What makes a museum?
Curiosity has been the driving drive behind Selim’s obsession and that is what Ohida celebrates in her work. Maria accompanies Selim all through the movie, asking him curious questions on the objects in his assortment, an try and peek into his thoughts. Ohida began filming Dream Your Museum as an entry for the 2022 Berlin Biennale, the place it was acquired properly, ultimately touchdown her the V&A award.
Filmmaker Ohida Khandakar
Growing up in Kelepara, Ohida hadn’t stepped inside a museum till she got here to check artwork in Kolkata. “I had achieved my dream of studying art and moving beyond a village where many women still had no voice and were married off early. It made me wonder — was there a limit to our dreams? Was there a limit to the dreams of my uncle, a rural, aged Muslim man?”

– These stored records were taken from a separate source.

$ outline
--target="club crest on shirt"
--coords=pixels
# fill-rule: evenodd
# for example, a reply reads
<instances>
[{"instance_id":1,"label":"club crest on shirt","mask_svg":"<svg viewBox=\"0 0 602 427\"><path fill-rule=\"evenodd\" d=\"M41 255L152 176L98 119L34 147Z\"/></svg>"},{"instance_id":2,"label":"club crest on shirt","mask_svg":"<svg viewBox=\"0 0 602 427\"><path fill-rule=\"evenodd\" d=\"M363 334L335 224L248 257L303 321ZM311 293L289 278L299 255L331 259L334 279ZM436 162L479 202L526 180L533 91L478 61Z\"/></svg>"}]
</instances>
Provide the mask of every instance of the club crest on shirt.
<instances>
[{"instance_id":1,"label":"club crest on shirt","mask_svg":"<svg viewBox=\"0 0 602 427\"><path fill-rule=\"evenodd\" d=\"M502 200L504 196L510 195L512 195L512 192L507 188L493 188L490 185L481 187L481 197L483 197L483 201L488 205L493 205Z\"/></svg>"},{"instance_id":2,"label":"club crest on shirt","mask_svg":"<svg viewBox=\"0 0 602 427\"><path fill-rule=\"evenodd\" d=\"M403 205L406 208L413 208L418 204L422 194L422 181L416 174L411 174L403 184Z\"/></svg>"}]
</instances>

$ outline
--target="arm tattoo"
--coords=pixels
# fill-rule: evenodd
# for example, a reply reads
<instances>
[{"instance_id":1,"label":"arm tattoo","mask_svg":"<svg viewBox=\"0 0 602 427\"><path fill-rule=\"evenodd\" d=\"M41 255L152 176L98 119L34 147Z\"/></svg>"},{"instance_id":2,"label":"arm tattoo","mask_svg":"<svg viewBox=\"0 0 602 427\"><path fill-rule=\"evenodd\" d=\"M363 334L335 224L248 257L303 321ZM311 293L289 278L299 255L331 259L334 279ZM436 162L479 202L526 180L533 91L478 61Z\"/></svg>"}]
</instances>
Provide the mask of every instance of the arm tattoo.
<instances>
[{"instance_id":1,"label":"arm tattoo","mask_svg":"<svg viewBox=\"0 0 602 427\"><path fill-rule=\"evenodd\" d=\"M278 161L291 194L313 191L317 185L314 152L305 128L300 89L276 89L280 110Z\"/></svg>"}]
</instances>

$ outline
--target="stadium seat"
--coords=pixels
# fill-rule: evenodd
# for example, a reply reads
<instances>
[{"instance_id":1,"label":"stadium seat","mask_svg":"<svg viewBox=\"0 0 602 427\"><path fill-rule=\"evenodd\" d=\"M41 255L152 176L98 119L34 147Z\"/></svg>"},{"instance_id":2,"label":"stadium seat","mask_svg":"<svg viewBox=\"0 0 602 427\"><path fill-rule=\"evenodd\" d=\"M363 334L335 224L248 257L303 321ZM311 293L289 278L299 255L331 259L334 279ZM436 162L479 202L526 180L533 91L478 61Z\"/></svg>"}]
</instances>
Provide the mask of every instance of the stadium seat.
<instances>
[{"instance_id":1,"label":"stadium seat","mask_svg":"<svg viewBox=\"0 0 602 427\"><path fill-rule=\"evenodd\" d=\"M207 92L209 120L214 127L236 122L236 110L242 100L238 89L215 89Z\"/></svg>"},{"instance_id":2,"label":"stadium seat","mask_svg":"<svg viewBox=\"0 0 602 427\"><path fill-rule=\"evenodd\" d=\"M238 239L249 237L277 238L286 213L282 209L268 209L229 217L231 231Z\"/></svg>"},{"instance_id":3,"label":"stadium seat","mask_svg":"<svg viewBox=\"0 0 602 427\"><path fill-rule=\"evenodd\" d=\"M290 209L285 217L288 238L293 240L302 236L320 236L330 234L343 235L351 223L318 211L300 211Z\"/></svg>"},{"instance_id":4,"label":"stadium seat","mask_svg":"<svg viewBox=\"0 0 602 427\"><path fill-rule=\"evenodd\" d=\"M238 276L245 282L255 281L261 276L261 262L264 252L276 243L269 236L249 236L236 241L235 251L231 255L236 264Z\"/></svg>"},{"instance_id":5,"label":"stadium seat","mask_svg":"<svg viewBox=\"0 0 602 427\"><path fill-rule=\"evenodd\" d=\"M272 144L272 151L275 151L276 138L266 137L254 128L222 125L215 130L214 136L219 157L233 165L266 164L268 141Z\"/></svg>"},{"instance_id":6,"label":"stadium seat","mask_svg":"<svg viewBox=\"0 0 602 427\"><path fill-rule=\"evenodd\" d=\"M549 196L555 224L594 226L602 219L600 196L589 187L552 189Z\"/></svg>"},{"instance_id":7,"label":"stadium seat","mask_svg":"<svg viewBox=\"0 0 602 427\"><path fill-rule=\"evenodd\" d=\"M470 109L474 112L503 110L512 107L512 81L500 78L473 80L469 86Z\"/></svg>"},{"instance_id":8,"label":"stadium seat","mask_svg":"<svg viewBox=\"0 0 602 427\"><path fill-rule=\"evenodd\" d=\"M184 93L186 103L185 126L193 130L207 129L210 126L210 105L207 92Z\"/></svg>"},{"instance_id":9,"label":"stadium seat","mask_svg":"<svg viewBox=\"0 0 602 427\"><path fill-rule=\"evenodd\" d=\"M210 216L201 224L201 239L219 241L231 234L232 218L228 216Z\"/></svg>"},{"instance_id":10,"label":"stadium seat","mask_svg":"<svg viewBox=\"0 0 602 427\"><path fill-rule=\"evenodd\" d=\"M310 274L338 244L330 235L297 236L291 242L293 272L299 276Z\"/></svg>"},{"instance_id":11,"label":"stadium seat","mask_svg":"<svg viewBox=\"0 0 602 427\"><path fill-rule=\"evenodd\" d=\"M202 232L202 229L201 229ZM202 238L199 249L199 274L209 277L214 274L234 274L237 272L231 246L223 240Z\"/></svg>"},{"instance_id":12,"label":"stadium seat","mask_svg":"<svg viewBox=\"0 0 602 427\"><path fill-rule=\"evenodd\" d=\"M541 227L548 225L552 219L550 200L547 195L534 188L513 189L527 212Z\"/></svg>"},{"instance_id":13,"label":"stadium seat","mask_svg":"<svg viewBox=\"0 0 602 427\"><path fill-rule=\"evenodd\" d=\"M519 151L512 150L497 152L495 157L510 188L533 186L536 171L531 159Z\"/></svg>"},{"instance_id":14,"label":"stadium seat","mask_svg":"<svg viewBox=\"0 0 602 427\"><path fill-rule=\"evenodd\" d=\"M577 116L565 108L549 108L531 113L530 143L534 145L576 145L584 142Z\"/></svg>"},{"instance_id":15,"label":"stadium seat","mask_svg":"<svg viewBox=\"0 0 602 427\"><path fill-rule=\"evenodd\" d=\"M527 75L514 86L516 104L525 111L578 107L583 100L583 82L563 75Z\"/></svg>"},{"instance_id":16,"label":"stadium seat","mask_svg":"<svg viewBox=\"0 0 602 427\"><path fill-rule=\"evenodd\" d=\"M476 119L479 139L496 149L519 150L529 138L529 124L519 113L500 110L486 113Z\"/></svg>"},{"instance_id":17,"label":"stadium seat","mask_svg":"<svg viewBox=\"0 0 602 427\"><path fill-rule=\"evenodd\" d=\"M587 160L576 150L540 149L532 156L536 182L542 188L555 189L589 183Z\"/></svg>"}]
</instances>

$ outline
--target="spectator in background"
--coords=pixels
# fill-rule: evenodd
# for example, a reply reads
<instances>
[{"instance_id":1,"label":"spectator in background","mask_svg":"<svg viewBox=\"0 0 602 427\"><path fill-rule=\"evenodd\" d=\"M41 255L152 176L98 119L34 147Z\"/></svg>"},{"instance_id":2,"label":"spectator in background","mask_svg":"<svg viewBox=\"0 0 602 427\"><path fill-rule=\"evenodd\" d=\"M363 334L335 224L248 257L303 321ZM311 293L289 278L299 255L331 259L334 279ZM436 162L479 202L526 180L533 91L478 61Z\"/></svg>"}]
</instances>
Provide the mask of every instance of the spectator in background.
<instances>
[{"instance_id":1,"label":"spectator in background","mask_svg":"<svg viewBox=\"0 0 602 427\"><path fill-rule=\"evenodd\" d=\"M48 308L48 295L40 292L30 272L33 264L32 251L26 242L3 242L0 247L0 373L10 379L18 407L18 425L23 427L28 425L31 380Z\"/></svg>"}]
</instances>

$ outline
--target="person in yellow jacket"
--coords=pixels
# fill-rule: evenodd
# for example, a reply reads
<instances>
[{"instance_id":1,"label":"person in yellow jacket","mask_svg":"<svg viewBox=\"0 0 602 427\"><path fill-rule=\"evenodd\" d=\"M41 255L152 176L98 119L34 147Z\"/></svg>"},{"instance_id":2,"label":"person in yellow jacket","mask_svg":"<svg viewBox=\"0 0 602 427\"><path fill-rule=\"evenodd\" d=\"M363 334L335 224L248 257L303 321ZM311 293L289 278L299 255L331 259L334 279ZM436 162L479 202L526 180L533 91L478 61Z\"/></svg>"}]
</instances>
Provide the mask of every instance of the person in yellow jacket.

With the funds from the award, Ohida is now hoping to create a museum for her uncle’s assortment and a cultural house in the village. “We need accessible museums that work as alternative spaces for the narratives of rural minority communities; as safe spaces for women without opportunities; to engage those who might not typically visit traditional museums due to a lack of knowledge, distance or financial constraints.”
In Dream Your Museum, her digital camera gently movies Selim amongst his collections in his crumbling ancestral house. He expresses frustration at having no everlasting place even after 50 years to showcase his prized assortment. “I’ll now make a museum on the moon,” he declares.
The author is a freelance journalist and the co-author of ‘Rethink Ageing’ (2022).